Dear Members and Friends,
Yesterday, MDAA hosted and set a precedent in its platform on educational advocacy for missile defense to the American public through their representation in Congress. We attained a unique format of recently retired U.S. missile defense war fighters from the three services involved with missile defense.
MDAA’s format covered the full spectrum of missile defense through our four speakers’ presentations and roundtable of questions and discussion. We chose to present missile defense from an operational perspective. The discussion began with a regional and U.S. homeland BMD force provider perspective. We then moved on to the Joint Staff and strategic planning of missile defense with one of the three architects of the Obama Administration’s 2010 Ballistic Missile Defense Review that now serves as the nation’s policy on Missile Defense, as well as the U.S. Navy’s perspective on the operational use of Aegis BMD. We then went to the operational command of missile defense in the EUCOM Combative Commander’s Area of Responsibility including NATO, battle management, communications and command. This led into the final presentation on missile defense from a tactical perspective from CENTCOM which informed on the Gulf Cooperation Council partnerships, THAAD, Patriot and C-RAM.
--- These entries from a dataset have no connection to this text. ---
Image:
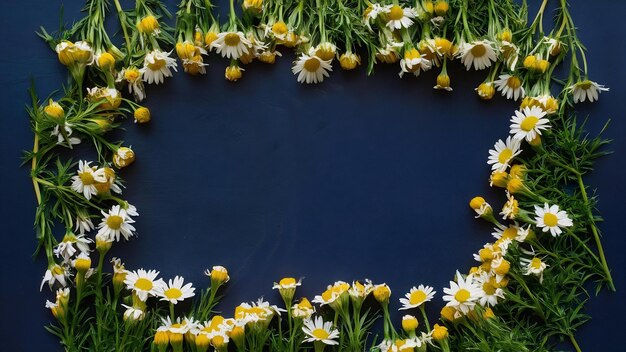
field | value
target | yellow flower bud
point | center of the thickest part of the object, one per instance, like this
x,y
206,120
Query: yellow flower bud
x,y
123,157
409,323
148,25
106,61
142,115
439,332
54,111
233,73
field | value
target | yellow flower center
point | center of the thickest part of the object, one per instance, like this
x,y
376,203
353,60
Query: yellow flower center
x,y
489,288
462,295
143,284
157,64
417,297
513,82
536,263
232,39
320,334
114,222
396,13
86,178
529,123
172,293
550,219
478,50
312,64
505,155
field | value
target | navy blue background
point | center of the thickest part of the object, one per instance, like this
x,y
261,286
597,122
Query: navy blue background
x,y
357,177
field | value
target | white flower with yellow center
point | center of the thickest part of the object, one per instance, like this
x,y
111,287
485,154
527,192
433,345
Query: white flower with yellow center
x,y
528,123
143,283
462,294
551,218
157,65
310,68
86,178
586,90
115,223
413,62
479,53
55,273
398,17
490,290
503,152
534,266
319,331
231,45
417,296
174,291
510,86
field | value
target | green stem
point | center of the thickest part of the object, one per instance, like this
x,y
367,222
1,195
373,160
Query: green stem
x,y
596,234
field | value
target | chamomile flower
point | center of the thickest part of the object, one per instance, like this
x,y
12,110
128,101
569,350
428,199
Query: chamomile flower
x,y
551,218
586,90
158,65
64,137
143,283
318,330
413,62
510,86
174,291
503,152
528,123
534,266
479,54
231,45
490,290
462,294
310,68
417,296
398,17
55,273
86,178
115,223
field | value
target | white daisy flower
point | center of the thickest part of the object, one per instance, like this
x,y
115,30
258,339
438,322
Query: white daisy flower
x,y
528,123
479,53
551,218
86,178
310,68
67,138
231,45
462,294
510,86
143,283
115,223
318,330
398,17
586,90
502,153
417,296
414,62
490,292
534,266
174,291
55,273
157,65
133,314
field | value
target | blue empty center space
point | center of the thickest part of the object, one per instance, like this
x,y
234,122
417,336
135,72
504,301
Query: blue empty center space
x,y
360,177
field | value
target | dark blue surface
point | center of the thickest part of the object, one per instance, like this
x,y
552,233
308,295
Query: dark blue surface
x,y
358,177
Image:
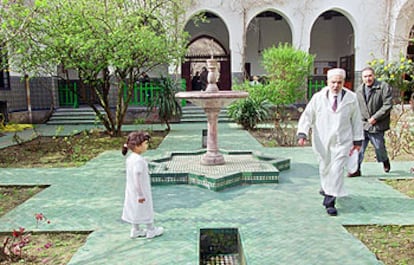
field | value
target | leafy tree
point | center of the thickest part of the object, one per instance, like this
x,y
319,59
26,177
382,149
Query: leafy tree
x,y
165,102
110,43
287,72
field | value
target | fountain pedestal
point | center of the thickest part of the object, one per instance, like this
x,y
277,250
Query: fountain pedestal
x,y
212,100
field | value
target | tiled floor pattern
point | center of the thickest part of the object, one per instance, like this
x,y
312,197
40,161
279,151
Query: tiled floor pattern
x,y
281,223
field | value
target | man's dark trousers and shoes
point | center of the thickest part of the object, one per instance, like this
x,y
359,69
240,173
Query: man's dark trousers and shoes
x,y
329,203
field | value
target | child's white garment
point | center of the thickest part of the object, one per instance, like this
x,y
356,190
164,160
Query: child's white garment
x,y
138,185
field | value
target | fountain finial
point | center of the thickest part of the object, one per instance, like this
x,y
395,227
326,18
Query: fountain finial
x,y
211,48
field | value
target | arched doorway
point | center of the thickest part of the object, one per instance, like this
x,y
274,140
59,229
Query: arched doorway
x,y
265,30
199,50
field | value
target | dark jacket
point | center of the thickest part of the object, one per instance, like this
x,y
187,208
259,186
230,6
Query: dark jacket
x,y
378,106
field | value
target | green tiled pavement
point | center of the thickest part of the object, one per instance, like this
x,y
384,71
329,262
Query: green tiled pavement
x,y
282,223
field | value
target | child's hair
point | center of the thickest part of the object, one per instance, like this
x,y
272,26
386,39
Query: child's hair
x,y
134,139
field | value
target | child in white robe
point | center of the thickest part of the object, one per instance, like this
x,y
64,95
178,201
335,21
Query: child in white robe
x,y
138,208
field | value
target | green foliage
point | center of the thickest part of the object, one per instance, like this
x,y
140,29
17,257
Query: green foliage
x,y
399,73
287,72
400,138
249,112
167,106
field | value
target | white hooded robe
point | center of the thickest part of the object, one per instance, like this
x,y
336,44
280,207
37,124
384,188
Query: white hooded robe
x,y
333,134
138,185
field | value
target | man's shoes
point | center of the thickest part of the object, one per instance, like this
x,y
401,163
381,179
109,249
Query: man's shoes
x,y
332,211
157,231
387,166
137,233
355,174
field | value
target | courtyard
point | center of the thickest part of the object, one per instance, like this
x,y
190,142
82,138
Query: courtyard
x,y
278,223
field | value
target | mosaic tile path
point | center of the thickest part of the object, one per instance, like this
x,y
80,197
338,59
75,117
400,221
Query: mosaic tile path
x,y
282,223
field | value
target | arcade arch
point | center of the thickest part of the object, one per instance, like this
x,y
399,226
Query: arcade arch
x,y
265,30
332,43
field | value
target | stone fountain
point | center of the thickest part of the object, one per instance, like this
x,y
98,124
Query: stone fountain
x,y
212,100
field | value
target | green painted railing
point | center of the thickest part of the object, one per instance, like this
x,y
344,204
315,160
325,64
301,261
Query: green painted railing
x,y
68,96
314,86
142,94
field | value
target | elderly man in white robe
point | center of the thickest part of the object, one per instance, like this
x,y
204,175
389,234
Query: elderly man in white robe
x,y
335,119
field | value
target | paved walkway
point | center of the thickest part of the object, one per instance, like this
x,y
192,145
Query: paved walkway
x,y
281,223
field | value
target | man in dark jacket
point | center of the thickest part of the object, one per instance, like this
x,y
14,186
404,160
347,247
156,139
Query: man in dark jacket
x,y
375,102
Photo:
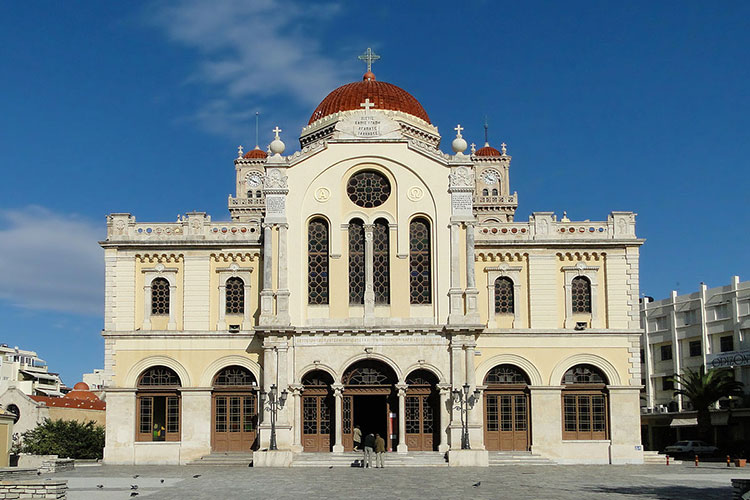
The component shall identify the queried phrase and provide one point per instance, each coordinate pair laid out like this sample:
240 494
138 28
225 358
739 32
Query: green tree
704 389
65 438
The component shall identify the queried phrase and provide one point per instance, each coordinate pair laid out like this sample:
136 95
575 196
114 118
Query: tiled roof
384 95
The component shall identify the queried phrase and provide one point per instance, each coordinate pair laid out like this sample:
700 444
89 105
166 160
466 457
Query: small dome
383 95
487 150
256 153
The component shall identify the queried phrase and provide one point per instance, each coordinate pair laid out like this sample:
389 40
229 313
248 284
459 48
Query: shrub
65 438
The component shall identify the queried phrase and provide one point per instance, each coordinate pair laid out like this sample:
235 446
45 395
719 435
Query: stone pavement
558 482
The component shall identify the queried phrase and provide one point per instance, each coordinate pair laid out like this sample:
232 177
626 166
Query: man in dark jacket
369 449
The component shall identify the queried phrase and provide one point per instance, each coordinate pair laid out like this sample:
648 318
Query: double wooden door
234 422
506 421
421 418
317 422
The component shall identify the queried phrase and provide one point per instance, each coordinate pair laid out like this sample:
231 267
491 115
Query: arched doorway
422 411
234 410
506 409
369 402
317 411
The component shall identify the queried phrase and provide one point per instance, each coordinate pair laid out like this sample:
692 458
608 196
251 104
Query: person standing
369 449
357 437
379 451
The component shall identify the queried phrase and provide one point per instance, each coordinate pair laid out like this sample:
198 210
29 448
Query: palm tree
704 389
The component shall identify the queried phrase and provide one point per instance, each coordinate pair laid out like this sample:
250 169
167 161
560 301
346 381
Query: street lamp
273 401
464 402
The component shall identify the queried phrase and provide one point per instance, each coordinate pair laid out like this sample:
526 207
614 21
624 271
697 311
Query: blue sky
139 107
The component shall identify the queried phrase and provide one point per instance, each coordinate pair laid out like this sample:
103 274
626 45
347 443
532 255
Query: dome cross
369 56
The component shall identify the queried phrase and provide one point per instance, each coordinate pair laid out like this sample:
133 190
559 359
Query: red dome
487 151
384 95
256 153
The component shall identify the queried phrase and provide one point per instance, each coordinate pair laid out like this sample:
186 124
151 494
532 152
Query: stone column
401 448
369 271
282 290
445 394
338 445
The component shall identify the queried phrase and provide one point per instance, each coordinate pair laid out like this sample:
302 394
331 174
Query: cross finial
369 56
367 105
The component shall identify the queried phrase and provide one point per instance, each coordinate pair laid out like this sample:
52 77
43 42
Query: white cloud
250 51
51 261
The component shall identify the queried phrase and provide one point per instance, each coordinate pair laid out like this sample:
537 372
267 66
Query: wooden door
234 422
317 424
421 421
506 421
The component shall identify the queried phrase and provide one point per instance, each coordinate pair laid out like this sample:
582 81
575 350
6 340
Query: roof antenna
256 129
MDAA’s distinguished panel of speakers were:
Richard Formica
LTG, U.S. Army (Retired)
Former Commander of the U.S. Army Space and Missile Command. Also served as Commander of US Strategic Command’s Joint Functional Component Command – Integrated Missile Defense.
Archer Macy
RADM, U.S. Navy (Retired)
Former Director of the Joint Integrated Air and Missile Defense Organization on the Joint Chiefs of Staff. Previously Commander of the Naval Surface Warfare Center, and Deputy Commander for Combat Systems Engineering, Naval Sea Systems Command
Craig Franklin
MajGen, U.S. Air Force (Retired)
Former Third Air Force/Seventeenth Expeditionary Air Force Command and Formerly Vice Director of the Joint Staff
Joseph DeAntona
COL, U.S. Army (Retired)
Former Commander of the 11th Air Defense Artillery Brigade. Previously Chief of Staff of the 32nd Army Air and Missile Defense Command; Commander of the 2nd BN, 1st ADA (PATRIOT), 35th ADA Brigade and Personnel Proponent Officer, Office of the Chief of Air Defense Artillery
The key points coming from the discussion were:
1.There is not enough resources to meet the requirements for both regional and homeland defense. Force providers must make difficult trade offs between capability, capacity, testing, and strain on missile defense personnel from extended deployments.
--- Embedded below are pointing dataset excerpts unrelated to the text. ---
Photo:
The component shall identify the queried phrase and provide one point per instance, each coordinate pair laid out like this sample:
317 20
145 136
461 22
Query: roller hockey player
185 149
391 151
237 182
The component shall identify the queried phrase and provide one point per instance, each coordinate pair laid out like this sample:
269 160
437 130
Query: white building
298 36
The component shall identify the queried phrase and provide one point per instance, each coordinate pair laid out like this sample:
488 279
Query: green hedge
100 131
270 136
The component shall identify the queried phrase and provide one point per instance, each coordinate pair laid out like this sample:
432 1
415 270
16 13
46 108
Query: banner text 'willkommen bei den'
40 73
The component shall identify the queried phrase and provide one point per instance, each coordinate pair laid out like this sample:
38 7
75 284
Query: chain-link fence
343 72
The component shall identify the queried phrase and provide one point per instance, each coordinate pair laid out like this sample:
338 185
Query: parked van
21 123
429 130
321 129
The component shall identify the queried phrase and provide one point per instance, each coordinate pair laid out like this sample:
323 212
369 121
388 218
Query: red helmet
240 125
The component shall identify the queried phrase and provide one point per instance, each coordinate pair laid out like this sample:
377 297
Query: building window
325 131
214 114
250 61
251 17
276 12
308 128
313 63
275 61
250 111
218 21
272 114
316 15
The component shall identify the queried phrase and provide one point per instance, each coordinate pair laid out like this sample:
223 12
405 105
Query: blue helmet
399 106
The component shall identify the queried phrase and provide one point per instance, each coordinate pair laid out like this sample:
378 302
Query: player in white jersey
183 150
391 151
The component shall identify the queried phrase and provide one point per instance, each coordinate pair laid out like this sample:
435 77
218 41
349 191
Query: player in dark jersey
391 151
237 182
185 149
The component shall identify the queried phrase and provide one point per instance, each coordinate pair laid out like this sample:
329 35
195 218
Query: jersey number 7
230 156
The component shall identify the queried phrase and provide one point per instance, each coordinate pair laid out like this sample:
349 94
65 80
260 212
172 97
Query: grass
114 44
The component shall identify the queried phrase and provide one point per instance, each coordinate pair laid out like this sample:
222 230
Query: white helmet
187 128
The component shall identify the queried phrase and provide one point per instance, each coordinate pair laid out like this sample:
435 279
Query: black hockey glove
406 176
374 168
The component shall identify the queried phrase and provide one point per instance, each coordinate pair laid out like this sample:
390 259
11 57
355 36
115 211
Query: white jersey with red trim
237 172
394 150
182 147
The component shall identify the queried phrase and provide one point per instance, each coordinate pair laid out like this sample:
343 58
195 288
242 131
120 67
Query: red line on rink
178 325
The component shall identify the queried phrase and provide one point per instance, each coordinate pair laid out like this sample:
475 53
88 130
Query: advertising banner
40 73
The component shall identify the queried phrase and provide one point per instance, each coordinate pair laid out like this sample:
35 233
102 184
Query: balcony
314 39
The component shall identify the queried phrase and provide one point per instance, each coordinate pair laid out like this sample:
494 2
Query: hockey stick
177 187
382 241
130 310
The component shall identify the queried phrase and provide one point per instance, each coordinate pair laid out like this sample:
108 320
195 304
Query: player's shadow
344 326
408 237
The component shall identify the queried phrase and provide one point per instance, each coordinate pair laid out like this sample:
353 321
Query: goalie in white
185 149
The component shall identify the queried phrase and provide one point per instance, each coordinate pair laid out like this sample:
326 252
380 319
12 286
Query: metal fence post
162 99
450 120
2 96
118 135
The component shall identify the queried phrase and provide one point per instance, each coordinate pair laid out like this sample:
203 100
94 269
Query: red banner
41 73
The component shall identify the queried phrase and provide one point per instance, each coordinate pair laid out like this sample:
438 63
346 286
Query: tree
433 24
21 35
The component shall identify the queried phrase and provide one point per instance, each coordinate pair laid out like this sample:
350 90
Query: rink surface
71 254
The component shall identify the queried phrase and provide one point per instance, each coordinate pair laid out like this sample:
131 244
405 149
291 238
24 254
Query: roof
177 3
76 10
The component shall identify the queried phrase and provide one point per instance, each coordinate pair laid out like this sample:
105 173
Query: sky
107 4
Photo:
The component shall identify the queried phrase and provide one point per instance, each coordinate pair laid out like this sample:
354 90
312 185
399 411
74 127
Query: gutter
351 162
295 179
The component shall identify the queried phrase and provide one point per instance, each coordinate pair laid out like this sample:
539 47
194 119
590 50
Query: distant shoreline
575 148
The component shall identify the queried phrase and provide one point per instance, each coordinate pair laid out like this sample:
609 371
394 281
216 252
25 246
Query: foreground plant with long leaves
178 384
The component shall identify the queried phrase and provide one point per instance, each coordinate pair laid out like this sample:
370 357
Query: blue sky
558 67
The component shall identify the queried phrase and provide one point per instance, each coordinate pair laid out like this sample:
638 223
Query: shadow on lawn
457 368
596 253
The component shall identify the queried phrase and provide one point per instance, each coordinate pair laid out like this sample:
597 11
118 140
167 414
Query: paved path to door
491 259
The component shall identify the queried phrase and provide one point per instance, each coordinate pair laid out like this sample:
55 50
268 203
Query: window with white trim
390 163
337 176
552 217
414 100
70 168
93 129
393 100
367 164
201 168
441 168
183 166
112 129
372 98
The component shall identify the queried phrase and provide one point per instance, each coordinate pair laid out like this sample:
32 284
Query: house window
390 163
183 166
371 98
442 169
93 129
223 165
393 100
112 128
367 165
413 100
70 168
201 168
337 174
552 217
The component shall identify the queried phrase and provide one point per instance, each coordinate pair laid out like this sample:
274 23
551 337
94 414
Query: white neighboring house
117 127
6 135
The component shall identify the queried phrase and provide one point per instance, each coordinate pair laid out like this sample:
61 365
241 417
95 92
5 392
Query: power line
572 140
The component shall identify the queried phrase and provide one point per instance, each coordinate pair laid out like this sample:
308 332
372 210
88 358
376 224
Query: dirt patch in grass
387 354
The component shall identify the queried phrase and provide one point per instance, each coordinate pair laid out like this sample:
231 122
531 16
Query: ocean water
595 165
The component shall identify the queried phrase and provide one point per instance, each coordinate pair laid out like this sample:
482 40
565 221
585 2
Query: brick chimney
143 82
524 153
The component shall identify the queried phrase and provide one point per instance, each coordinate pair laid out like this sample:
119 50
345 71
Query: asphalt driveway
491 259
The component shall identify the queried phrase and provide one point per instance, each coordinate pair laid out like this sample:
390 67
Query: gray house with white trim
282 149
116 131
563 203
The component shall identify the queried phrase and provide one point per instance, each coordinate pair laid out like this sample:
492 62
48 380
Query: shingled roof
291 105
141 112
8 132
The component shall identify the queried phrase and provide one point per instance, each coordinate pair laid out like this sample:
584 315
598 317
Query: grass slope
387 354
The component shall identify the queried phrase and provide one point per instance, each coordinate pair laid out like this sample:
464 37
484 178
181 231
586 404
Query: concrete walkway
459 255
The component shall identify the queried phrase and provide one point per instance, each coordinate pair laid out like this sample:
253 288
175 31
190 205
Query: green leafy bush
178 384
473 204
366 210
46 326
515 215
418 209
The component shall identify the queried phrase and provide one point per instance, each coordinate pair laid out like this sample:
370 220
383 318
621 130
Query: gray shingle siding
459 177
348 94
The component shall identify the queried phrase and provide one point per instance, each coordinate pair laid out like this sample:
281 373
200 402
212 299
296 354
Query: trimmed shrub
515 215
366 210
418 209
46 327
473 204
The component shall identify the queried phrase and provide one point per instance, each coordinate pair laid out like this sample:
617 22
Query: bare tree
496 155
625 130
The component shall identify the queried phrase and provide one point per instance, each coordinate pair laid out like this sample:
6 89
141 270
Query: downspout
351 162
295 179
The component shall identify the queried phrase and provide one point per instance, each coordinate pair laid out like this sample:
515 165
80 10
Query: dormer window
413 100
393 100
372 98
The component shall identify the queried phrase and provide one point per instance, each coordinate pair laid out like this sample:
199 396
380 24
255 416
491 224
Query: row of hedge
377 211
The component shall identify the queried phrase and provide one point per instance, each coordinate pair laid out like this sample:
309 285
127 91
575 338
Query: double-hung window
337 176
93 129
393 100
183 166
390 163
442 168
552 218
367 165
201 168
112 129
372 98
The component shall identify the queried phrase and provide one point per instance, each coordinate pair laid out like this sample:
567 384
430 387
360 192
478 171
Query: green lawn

2. GBI must return to an annual testing cadence.
3. A third missile defense site would add much needed time and battle space to counter eastward ballistic missile threats, however, in a constrained budget environment, increased testing and reliability of the Ground Based Midcourse Defense must take precedent.
4. The purpose of regional missile defense is to blunt effects of an initial ballistic missile attack, and allows time for offensive forces remove the threat.
5. The key strength of Aegis sea-based missile defenses is the ability to unilaterally locate and relocate missile defense assets to regions as needed.
6. With current numbers, BMD ships cannot be everywhere we need them all the time. Crews cannot be deployed indefinitely, and cruise times to reach destinations can be long and expensive. The U.S. needs to convert as many ships as possible to be BMD capable, to ensure the fleet is capable of undertaking multi-mission operations across the globe.
7. Advances in integrated BMD command and control systems will allow for more efficient deployments of Patriot missile systems throughout the world.
8. Working with partners for increased capacity and burden sharing is vital, as it is fiscally impossible for the United States to do everything on its own. However, burden sharing should be done in a way that ensures hardware compatibility between the United States and partner countries.
9. Deployments of U.S. missile defense assets to partner countries often results in those countries acquiring BMD capabilities of their own. The United Arab Emirates’ acquisition of Patriot and Thaad systems is a key example of this trend.
10. Advances in boost-phase missile defense technologies such the Airborne Laser is limited by both physics, and the ability for missile defense systems to get close enough to missile launches to destroy them without being destroyed themselves by enemy defenses. Another key challenge for boost-phase BMD is getting defense assets to the launch area in time, as engagement times during boost-phase is short.